You are currently viewing Hydroxyurea in sickle cell disease: These features make it a perfect therapeutic agent: Part 2.

Hydroxyurea in sickle cell disease: These features make it a perfect therapeutic agent: Part 2.

If you’ve read the previous article about the vital facts about hydroxyurea in sickle cell disease, you now have an idea about the drug. There are features that any therapeutic intervention in chronic disease, must-have for it be ideal. These fall under laboratory efficacy, clinical efficacy, treatment goals, sustainability, safety, and side effects. Let’s look at what hydroxyurea has in today’s article.

Hydroxyurea is a single agent, that is orally administered, on once-daily dosing. Yes, it is expensive for the common man, but not as expensive when compared to meropenem in terms of what either drug achieves as a therapeutic agent.

Hydroxyurea increases the concentrations of fetal haemoglobin and total haemoglobin. It reduces white blood cells and reticulocytes, as well as lowering lactate dehydrogenase levels in the blood. It reduces the severity of anaemia, leads to fewer vaso-occlusive events, and hospitalization. It also decreases haemolysis.

The drug works in all age groups prevent acute events and chronic organ dysfunction. Its benefits continue over time without medication resistance or tolerance. There are few short-term toxicities that might affect adherence. The drug has a favourable therapeutic index. There are no severe toxicities in the short-term, and no known long-term sequelae or complications directly to the drug.

The above features enable hydroxyurea to reduce the number of painful events, as well as hospitalizations in adults and children. It preserves splenic function in infants who receive it. It is associated with excellent growth and development when used in both school-age and very young patients. Sexual maturation occurs without delay among adolescents taking hydroxyurea.

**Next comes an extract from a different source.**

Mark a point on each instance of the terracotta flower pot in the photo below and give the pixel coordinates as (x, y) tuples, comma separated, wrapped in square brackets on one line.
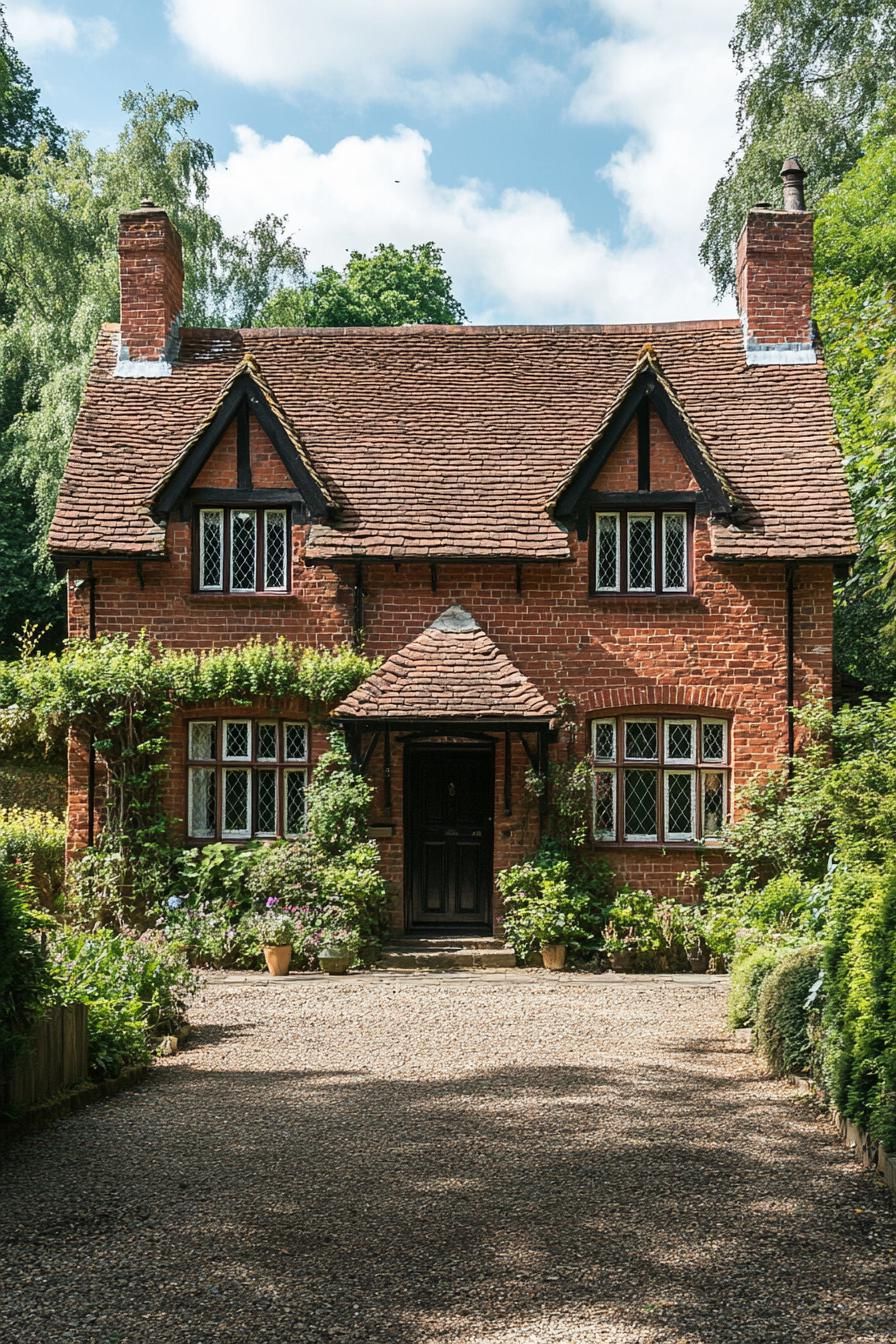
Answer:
[(335, 962), (278, 958), (554, 954)]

That said, there are a couple of indications for the use of hydroxyurea in sickle cell anaemia. They include;
-frequent pain crises,
– acute chest syndrome,
– severe or symptomatic anaemia,
– hemolytic alloantibodies or autoantibodies,
– severe complications without benefit from standard therapy like priapism and leg ulcers.

Hydroxyurea may be beneficial in some conditions, though, its clinical efficacy isn’t yet proven. These include chronic transfusion therapy precluded by the presence of multiple alloantibodies, abnormal transcranial Doppler velocities refusing transfusion therapy as well as any history of stroke, non-compliance with a transfusion or chelation therapy.

Contraindications to hydroxyurea use are;
-pregnancy or sexually active women unwilling to use contraception,
-active liver disease like hepatitis B or C,
-documented severe hypersensitivity or toxicity to the drug, and
-history of significant non-compliance with recommended medical care.

In a nutshell, hydroxyurea ticks all the boxes that constitute a perfect therapeutic regimen for sickle cell disease. Next is an article about how we administer this drug and the specifics of monitoring and follow-up.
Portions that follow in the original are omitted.